In Washington, Kwarteng was told by the head of the International Monetary Fund of the importance of “policy coherence”. His flight back to London was carried live by television news channels. He was fired minutes after arriving back in Downing Street.

In Westminster, Truss has been trying to find agreement with her cabinet ministers on a way to preserve her push for growth with measures acceptable to her lawmakers that would also reassure financial markets.

Rupert Harrison, a portfolio manager at Blackrock and once an adviser to former British finance minister George Osborne, said markets have now almost fully priced in a U-turn.
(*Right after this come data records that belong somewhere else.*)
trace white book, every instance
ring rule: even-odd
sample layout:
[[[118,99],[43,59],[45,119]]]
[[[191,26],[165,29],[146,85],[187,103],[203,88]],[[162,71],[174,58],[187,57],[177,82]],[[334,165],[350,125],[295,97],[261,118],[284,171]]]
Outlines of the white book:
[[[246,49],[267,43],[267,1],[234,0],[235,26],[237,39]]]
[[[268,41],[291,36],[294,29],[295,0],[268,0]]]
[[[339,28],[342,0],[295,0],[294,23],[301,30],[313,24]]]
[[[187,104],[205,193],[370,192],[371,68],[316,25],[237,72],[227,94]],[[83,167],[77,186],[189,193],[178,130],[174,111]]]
“(That) means if the U-turn doesn’t come markets will react badly,” he said on Twitter.

Fighting for survival

A Conservative Party lawmaker, who asked not to be named, said Truss’s economic policy had caused so much damage that investors may demand even deeper cuts rebuild confidence.

“Everything’s possible at the moment,” said the lawmaker, who had backed another ex-chancellor, Rishi Sunak, in the leadership race. “The markets have lost trust in the Conservative Party – and who can blame them?”

According to a source close to the prime minister, Truss is in “listening mode” and consulting lawmakers to gauge which parts of the programme they would support in parliament.

Credit Suisse economist Sonali Punhani said the government needed to find around 60 billion pounds through tax cut U-turns and further spending cuts.

“It would be challenging to deliver the scale of these cuts, but for them to be credible, these need to be delivered sooner rather than in the latter part of the forecast,” Punhani said.

One key policy that is expected to be reversed is a plan to hold corporation tax rates at 19% rather than increasing it to 25% as Sunak proposed when he was finance minister under Truss’s predecessor Boris Johnson.

That could save 18.7 billion pounds by 2026/27.

The latest bout of political drama to grip Britain comes as the Bank of England also prepares to end its intervention in the gilt market. Truss is the fourth prime minister in six turbulent years of British politics.